# General Topics > Vivarium, Terrarium & Enclosure Discussion >  Exo Terra Monsoon RS400 new and improved?

## FerLethal

Hello Everyone, I asked question on Exo Terra's facebook page, just to know if they improved this item. They told me the following:

- Me: Hello my friends of Exo Terra, The last year I bought a Monsoon RS400 but it had the timer failure. I just want to know if this problem has been solved for this item.
- Exo Terra: Hi fernando, we have recently improved and updated our monsoon RS400. The problems should be solved now. Best regards. The ET Team
- Me: Thanks for the answer, how can I recognize the new improvement on this item? I mean, what should I check before buy it?
- Exo Terra: It has a red call out circle that says new and improved
- Me: Thanks, should I check this on the box or the item itself?. I can't see the product directly
- Exo Terra: It's on the box

Is this true?

I can't find any information about a improvement on monsoon RS400. I live in Peru and here isn't an Exo Terra distributor so I have to import this item.

Regards,

Fer

----------


## Terrarium Supplies

Quick answer to this Fer is not to buy one of these units. They are whack and of poor build quality. Instead, invest in a Mistking or ENT Misting Sytem.

----------


## bill

I agree there. I went though a bunch of monsoons within a year. Mistking is the way to go. Not much more expensive than the monsoon. 

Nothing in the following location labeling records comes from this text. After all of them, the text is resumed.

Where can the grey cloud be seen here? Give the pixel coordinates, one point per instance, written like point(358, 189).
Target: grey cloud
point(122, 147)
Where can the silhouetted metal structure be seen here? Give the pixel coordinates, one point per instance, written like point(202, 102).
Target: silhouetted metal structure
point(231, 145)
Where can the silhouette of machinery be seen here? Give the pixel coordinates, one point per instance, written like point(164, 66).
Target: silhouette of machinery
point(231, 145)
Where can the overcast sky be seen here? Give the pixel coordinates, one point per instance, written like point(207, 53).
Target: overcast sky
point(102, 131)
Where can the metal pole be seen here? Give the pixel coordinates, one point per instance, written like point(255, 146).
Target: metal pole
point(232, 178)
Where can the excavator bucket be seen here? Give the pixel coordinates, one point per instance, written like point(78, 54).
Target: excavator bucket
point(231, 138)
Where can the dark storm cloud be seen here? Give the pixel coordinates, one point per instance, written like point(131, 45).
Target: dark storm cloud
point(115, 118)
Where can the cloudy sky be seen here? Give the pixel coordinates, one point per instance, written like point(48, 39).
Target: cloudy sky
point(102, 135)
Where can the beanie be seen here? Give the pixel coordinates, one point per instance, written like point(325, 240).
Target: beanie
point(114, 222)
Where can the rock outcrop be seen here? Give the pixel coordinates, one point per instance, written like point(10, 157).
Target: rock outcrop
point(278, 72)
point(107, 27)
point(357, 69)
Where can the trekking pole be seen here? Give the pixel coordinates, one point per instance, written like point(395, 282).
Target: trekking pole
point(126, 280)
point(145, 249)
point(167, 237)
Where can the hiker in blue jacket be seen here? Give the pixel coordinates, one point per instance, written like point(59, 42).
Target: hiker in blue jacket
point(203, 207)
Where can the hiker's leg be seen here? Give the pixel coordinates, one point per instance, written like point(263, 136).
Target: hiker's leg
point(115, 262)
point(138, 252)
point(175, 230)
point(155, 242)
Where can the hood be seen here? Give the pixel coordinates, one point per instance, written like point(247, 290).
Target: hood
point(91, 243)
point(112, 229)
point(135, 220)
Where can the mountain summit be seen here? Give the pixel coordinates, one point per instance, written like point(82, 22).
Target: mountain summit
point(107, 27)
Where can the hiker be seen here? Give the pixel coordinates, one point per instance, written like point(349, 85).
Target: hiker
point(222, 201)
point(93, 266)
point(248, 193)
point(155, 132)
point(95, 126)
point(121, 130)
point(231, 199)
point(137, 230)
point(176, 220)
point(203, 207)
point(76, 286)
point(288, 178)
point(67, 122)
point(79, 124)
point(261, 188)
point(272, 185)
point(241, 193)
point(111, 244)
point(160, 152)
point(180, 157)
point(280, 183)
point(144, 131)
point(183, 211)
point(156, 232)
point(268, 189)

And just an aside, no company will ever discourage you from buying their product. It's easy enough to say "we updated it, see the sticker?" If they really did improve it, I would think they would have linked you to an article about the update and improved quality.

----------


## Carlos

I just went by pet store looking for a light bulb and checked the item for you.  The red circle in box says nothing about it being new or improved and Petco is a store with high turnover.  Furthermore; ExoTerra website page says nothing about such redesign  :EEK!:  .

----------


## FerLethal

Thanks a lot for all your support. Lamentably, the moonson rs400 is the unique choice i have, In Peru is so hard to get good products for frogs.

i just wrote to Exo Terra to tell them, about their bad customer service.

Regards,

Fer

----------


## Terrarium Supplies

Like many, Exo Terra seem to be cutting corners with cheaply made products in third world countries. These products are not commercial viable and should be tested wholeheartedly before ever being introduced into the hobbyist domain. It's a shame really as these units do look sleek but you only have to do a quick Google search to find the backlash of unhappy clientele whom have had similar issues. 

Fer, drop Mart an email over at MistKing Misting Systems by Jungle Hobbies Ltd as I'm sure he will be able to point you in the right direction on how you can actually obtain one of these units. My advice still sticks, drop the RS400 and focus your efforts on a more reliable product. I would be cautious buying into an 'upgraded' product that simply has a red sticker on the box.

Best of luck!

----------